Please don't ask for a detailed explination right now... just please help out if you can.will with the question.... Thanks in advance... :)


What is the rationale? Your search engine's home page contains nothing interesting for either your users or your own server; serving it is just a waste of bandwidth.


2. Bandwidth savings --- well, gzip compression for one... but I want to be a little more innovative than that. Browser's cache will do a lot of it for me as well...


Most bandwidth will be used on the results pages, which can't be cached by the browser because (presumably) it's never seen them before. So unless lots of users are doing the same search behind a caching proxy, caching will only decrease bandwidth slightly here.

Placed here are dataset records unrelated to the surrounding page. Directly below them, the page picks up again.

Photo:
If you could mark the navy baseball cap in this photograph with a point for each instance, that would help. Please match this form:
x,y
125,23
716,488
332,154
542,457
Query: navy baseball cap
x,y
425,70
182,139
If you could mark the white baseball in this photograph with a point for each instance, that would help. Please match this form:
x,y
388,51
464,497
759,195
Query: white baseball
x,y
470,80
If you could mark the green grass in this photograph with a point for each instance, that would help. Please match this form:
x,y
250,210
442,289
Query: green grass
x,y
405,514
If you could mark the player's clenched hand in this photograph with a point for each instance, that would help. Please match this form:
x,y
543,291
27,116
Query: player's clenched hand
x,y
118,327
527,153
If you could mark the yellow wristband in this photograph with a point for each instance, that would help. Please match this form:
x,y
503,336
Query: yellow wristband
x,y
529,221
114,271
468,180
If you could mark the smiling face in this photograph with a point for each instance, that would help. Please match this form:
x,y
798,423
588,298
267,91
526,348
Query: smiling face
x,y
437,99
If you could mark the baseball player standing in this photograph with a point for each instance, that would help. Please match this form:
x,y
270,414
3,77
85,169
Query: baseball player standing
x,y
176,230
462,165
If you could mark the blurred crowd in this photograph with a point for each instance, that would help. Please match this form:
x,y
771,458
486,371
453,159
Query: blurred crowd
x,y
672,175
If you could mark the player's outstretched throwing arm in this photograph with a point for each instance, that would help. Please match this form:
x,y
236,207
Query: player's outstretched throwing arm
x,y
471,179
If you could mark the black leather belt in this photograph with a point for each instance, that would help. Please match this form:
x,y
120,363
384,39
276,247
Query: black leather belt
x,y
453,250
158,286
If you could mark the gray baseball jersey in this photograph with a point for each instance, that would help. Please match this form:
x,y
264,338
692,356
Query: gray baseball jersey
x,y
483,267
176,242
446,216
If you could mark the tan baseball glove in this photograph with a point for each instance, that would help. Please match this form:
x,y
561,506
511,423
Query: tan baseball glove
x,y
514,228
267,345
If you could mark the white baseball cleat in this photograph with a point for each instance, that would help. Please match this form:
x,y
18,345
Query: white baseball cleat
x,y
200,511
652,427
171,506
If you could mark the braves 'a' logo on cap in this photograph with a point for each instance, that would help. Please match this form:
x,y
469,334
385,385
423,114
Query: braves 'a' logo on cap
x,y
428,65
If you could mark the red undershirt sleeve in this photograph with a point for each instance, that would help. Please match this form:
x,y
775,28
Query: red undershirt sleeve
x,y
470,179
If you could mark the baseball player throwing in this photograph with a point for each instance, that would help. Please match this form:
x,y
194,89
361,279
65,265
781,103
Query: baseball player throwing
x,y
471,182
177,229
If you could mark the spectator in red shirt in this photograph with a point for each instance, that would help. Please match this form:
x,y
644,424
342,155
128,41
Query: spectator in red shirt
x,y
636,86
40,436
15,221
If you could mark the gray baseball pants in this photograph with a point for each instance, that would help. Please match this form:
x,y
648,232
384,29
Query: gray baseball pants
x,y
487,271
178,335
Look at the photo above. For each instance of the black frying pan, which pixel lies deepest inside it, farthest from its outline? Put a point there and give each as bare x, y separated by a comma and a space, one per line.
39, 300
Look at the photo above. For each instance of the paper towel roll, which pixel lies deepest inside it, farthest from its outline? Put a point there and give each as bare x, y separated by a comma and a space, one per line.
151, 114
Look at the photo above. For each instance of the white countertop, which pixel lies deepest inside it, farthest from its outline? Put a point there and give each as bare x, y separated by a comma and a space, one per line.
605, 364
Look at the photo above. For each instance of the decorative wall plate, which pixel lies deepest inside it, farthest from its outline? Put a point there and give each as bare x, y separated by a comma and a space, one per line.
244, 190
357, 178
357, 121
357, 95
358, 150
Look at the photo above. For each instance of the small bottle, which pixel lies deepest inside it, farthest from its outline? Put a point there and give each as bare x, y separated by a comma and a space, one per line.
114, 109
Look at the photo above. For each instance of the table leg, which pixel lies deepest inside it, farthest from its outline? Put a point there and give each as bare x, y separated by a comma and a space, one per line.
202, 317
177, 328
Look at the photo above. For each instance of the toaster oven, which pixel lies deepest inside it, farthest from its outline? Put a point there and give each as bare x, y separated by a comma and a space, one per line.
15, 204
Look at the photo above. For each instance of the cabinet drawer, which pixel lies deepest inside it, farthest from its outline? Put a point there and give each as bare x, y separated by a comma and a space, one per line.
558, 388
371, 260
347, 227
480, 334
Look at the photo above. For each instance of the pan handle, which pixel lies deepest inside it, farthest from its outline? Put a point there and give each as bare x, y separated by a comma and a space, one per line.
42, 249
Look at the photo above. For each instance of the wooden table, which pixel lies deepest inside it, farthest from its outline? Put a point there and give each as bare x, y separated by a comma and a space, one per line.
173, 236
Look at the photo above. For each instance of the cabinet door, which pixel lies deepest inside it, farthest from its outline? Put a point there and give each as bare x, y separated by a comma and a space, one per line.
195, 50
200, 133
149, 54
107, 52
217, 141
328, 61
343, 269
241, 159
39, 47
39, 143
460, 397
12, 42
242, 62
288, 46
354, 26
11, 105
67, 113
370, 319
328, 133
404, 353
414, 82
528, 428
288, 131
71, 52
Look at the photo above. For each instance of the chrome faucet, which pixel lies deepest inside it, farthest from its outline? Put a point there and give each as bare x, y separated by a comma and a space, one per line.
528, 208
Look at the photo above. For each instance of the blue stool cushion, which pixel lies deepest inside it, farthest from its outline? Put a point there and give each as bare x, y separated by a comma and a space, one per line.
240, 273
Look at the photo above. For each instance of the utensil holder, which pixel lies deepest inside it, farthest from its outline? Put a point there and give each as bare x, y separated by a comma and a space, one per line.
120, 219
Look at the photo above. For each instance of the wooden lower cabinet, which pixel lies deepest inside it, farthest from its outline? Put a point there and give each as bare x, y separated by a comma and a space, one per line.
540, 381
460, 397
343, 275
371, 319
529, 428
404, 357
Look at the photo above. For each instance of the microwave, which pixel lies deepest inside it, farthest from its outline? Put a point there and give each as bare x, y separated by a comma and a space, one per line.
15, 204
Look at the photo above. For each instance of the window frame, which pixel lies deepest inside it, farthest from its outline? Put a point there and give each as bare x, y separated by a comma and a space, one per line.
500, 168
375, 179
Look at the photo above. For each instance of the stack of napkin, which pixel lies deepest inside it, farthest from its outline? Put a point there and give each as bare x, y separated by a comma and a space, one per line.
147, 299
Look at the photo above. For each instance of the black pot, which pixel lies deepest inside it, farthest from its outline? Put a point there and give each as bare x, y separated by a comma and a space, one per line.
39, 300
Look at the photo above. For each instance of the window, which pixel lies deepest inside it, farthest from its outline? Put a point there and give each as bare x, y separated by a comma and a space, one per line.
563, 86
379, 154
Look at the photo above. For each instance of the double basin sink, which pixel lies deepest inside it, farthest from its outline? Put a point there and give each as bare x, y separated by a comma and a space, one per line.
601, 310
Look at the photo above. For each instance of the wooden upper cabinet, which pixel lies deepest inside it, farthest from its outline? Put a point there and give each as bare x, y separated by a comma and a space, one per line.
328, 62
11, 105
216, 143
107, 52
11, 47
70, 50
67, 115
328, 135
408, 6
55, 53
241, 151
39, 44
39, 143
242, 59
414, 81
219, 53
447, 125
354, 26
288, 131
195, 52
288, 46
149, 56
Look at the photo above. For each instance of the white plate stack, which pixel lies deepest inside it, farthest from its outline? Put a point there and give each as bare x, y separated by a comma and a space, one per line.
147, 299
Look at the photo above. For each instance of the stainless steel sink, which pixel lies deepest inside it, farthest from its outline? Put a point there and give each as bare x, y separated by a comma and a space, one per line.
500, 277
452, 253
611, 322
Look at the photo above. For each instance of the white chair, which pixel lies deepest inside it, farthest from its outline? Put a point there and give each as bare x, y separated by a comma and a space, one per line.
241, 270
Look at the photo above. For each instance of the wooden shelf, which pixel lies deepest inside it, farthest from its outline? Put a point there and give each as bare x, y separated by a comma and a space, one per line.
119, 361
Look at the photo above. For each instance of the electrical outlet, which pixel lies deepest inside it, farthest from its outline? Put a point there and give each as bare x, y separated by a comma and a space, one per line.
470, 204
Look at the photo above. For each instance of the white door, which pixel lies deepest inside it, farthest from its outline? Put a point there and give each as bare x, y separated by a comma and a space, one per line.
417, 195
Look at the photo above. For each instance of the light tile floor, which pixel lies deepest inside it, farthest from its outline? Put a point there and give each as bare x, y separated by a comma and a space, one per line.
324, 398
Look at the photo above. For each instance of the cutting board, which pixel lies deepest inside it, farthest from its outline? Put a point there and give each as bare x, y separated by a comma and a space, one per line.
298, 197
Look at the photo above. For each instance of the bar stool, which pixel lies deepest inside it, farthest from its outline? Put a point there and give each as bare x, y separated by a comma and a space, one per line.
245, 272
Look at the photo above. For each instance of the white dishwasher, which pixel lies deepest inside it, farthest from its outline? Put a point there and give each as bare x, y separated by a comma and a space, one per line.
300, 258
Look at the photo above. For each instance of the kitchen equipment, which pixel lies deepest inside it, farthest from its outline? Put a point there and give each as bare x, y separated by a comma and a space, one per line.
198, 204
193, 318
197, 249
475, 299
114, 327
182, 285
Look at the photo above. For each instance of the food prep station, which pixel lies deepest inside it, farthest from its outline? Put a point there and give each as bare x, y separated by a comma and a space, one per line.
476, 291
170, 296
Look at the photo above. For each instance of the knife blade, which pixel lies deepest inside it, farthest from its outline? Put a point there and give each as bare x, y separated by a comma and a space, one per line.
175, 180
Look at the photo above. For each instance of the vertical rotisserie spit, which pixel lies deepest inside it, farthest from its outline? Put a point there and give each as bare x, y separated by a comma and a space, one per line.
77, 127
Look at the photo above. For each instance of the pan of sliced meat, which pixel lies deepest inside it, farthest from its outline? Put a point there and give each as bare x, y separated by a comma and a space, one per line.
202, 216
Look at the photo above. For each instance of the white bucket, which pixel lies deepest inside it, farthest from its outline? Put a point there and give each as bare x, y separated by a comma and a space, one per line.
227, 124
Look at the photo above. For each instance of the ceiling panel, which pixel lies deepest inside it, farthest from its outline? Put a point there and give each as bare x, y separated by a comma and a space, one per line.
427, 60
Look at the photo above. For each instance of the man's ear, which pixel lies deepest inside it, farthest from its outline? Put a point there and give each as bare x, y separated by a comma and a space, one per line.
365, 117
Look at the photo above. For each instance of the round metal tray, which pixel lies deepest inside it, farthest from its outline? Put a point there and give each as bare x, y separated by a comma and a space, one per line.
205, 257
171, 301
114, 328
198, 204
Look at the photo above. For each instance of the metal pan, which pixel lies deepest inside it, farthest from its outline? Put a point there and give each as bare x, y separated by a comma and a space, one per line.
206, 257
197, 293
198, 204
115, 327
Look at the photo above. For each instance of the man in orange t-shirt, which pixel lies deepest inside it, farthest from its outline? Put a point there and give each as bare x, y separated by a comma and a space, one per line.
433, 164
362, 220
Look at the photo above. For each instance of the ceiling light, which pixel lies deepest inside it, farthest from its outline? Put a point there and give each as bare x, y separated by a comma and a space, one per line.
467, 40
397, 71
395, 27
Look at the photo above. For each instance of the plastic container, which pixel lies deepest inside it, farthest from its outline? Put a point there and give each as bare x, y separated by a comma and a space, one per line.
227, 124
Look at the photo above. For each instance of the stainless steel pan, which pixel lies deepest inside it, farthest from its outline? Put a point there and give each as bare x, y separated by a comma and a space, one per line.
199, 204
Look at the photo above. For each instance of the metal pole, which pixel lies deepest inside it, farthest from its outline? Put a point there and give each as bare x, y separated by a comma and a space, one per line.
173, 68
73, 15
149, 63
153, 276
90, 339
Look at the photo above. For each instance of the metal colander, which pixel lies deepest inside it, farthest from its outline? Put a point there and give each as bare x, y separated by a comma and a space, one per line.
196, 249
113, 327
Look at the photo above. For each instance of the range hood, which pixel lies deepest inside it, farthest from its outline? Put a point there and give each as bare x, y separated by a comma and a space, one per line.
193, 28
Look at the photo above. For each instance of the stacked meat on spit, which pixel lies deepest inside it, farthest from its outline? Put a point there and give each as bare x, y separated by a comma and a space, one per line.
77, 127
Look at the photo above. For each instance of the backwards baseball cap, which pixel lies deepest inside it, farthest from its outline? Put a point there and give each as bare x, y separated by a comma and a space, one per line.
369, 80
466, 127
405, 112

(I am assuming your search page will use GET method and not put any unique user IDs in the query string etc)


, as the page itself, though somewhat dynamically generated, unless "logged in" (admin /debug mode basically) is 100% static... but again, lets take that a step further. Here's a TOTALLY off the wall idea.... lets toss some JS in a cookie, have a small JS script load and eval the contents of said cookie which document.write's the main content right there... in theory, would that not take the load of serving at least SOME data off the server and place it on the client? I know, that's TOTALLY "crazy", but someone give me some pros and cons of that. Obviously security it one issue, but lets say I'll send in the JS "eval" program a dynamically generated xor decrypt key/hash signature of some sort..... perhaps I'm utilizing more resources already than I'm saving? Bandwidth savings is my "focus" with this question / proposal. Cavets.. plenty... feedback anyone?


Oh yes, for sure you could use an AJAX-style system to generate the entire results. This would reduce the bandwidth requirement on the server, but cause severe usability problems, e.g. users can't bookmark search results, non-JS browsers can't use it at all.

Sending back the response as a JSON object would probably be the most efficient way of doing it (obviously this could still be gzipped)

Cheers
Mark

PS: I'm not going to define any terms above, as if you have even 1% of the ability required for this project, you either know them or can find them out easily.